More Aussies to drive EVs but cost remains a speed bump

Thousands more electric vehicles are expected to hit Australian roads in the next five years with 40 per cent of motorists saying they plan to shift to the technology,  a study shows.

But the University of Sydney research also found a large number of drivers can't afford to upgrade to an EV, while a minority just aren't interested in making the switch. 

The findings came after a separate study identified hybrid vehicles as a rising option for consumers, following record-breaking sales for low-emission cars in the first three months of this year. 

The University of Sydney's Transport Opinion Survey quizzed 1030 adults about future vehicle purchase intentions and found two in five intend to drive an electric vehicle in the next five years.

Of that figure, four per cent already owned an EV, nine per cent are considering a purchase in the next 12 months, and 27 per cent are weighing up whether to buy in the next five years.

But price remains a sticking point with 44 per cent saying they can't afford a battery-powered vehicle, and 15 per cent saying they aren't interested.
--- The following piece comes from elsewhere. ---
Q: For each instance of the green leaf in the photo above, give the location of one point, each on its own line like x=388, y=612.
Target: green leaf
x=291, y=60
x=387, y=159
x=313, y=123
University of Sydney Institute of Transport and Logistics Studies director David Hensher said the findings proved there are barriers to reducing transport emissions in Australia. 

"This survey shows there remains a challenge to improving the affordability of EVs and convincing more than half of Australians they are an alternative to your standard internal combustion engines," he said. 

Prof Hensher said there are also questions about whether EV adoption would slow down once the 40 per cent of drivers intending to buy a vehicle have done so.

Meanwhile, Roy Morgan research released this week found EV buying intentions are still rising, with 607,000 EVs expected to be on roads in the next four years - 37,000 more than last year's forecast.

The popularity of hybrid vehicles is also rising with the survey of more than 1000 people estimating another 1.27 million low-emission vehicles will be sold over the next four years, up 154,000. 

"The types of vehicles that Australians intend to buy are changing rapidly," Roy Morgan CEO Michele Levine said.

The survey also found diesel vehicles are falling out of favour with sales estimates down by 130,000 to 498,000 vehicles, making them less popular than EVs for the first time.

Figures from the Federal Chamber of Automotive Industries also confirm the sales trend for EVs, with more than 25,000 sold between January and March this year compared to more than 17,000 last year.

Hybrid vehicles are also more popular, with sales of more than 35,000 models in the first three months, compared to more than 16,000 previously.